Landau led the characterization of contamination, environmental engineering, and Ecology coordination and documentation. Although Landau’s primary mandate was to lead the environmental cleanup, the team approached the project from the perspective of full integration of engineering and regulatory compliance. The project was completed under an Agreed Order between the Port and Ecology. Integration of both the shoreline and environmental cleanup under one project required Landau to have an in-depth understanding of not only the environmental cleanup portion of the project, but also of the basis of design and design plans for the shoreline restoration. The shoreline restoration design plans were driven by development needs, but Landau’s careful integration with the environmental cleanup plans facilitated a comprehensive set of construction plans that were easy for the contractor to follow.
The project was conceived in 2018 and construction was completed in the spring of 2021, taking only three years from start to finish.

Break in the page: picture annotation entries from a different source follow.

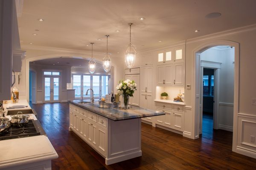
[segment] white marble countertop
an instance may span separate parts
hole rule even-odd
[[[20,100],[15,103],[9,101],[3,104],[6,111],[31,108],[26,100]],[[27,105],[28,107],[6,109],[10,106],[21,105]],[[37,120],[34,114],[28,115],[29,119]],[[6,117],[11,119],[10,116]],[[58,157],[48,138],[44,135],[0,141],[0,169],[52,160]]]
[[[186,104],[184,102],[173,101],[172,101],[171,100],[155,99],[154,100],[154,101],[156,101],[157,102],[170,103],[172,104],[179,104],[180,105],[183,105],[183,106],[186,105]]]
[[[0,141],[0,169],[51,160],[58,156],[44,135]]]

The Port partnered with a private developer, Ecology, and the consultant team to deliver the required permitting and complete the shoreline restoration and remaining environmental cleanup in record time.
This project has paved the way to bring this brownfield site back into productive use, with a new job complex that will support between 130 and 300 direct (onsite), family wage jobs, 1,000 indirect (offsite) jobs and return the site to City tax rolls, generating an estimated $330,000 a year in state and local taxes.
This project is a prime example of how Landau helps our clients integrate environmental cleanups with economic development opportunities to facilitate job-producing developments and maximize environmental and community benefits.